The law of blasphemy is considered another source of discrimination against religious minorities. The blasphemy law, in force under the Pakistani penal code, refers to the prohibition of insulting or showing contempt towards the Prophet Mohammad and states (295-C) “Use of derogatory remarks, etc., in respect of the Holy Prophet.”[8]Evidently, this law is not appropriate in terms of mens rea as well as actusreus, violating the principle of legality. “Sentences for these offenses range from fines to long terms of imprisonment, and in the case of defamation of the Prophet Muhammad, a mandatory death sentence.”[9] The law thus acts as a legal excuse for persecuting religious minorities or any other individual by false allegations in the pursuit of personal sectarian conflicts or disputes.

In March 2017, a Hindu man from the province of Balochistan, Prakash Kumar, was arrested on charges of blasphemy. The police said that they filed a case against the accused after the arrest of a mobile phone with blasphemous material allegedly posted by the defendant. For further interrogation about the incident, a local court sent the defendant to prison. A mob soon came to the police station in Hub town to demand that Kumar be returned to them to “punish” him. The crowd became aggressive when law enforcement refused. The police managed with tear gas shelling and aerial fire to disperse the crowd and also captured a large number of protesters. A teenager was killed in the violence, according to the police.[10]In Pakistan, blasphemy, which is subject to the death penalty, is a controversial topic and often triggers mass violence.

Mass Conversions of Hindu families in Matli

Hundreds of Hindu families have converted to Islam in recent years with the help of courtesy seminaries, mosques, and self-styled preachers. They were converted on a largescale with their own will to have a beneficial life, as most of the families who converted were Hindu working laborers in Matli, a town in Pakistan. Converts said that they could easily get watan cards, support, and land and support from the agency to help them walk across the other side. A self-styled Hindu preacher who spent almost 15 years preaching says that “We did not want to publicize this. I just want these families to get Watan Cards or some money. We were told by the National Database and Registration Authority in Matli that it would be easier to get this done if these people were Muslims.”

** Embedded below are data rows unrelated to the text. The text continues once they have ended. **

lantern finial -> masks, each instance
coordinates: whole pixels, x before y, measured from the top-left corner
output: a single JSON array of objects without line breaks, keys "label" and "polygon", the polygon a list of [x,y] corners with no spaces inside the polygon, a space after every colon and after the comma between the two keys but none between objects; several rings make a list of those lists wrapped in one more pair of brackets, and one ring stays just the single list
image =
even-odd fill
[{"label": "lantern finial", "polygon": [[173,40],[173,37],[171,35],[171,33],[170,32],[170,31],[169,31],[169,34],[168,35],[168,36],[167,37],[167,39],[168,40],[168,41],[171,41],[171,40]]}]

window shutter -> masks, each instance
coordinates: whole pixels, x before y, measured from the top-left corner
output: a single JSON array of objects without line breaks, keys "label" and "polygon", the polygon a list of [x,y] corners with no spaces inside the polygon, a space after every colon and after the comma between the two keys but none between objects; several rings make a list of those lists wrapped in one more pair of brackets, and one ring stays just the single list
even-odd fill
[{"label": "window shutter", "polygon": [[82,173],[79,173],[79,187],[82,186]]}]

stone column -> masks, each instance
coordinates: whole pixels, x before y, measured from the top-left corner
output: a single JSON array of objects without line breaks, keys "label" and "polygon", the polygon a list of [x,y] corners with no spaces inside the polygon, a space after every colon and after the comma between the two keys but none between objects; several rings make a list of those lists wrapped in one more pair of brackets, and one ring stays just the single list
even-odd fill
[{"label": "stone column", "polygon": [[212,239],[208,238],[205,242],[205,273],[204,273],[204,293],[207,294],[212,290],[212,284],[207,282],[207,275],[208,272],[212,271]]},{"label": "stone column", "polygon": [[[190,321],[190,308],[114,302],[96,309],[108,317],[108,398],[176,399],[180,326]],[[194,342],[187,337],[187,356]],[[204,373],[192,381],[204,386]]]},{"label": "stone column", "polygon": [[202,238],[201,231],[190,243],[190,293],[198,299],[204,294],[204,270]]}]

These benefits are not available to everyone. They are only available to Hindus who converted to Islam from the Bheel caste and only by a small group of preachers. Fresh converts say that they were nothing when they were Hindus. Rs 5,000 and a copy of the Quran and housing for three to four months are given to a newly converted family. They are instructed during this period to live their lives according to the Islamic code. They are provided with religious education. A hospital and an ambulance are available to transport serious patients. There is a doctor on call. A second seminary in the town trains women converts.[11]A former Hindu, Baba Deen Mohammad Shaikh, also carried out conversions. He has been converting about 10,008 Hindu families to Islam as a mission since 1989.[12]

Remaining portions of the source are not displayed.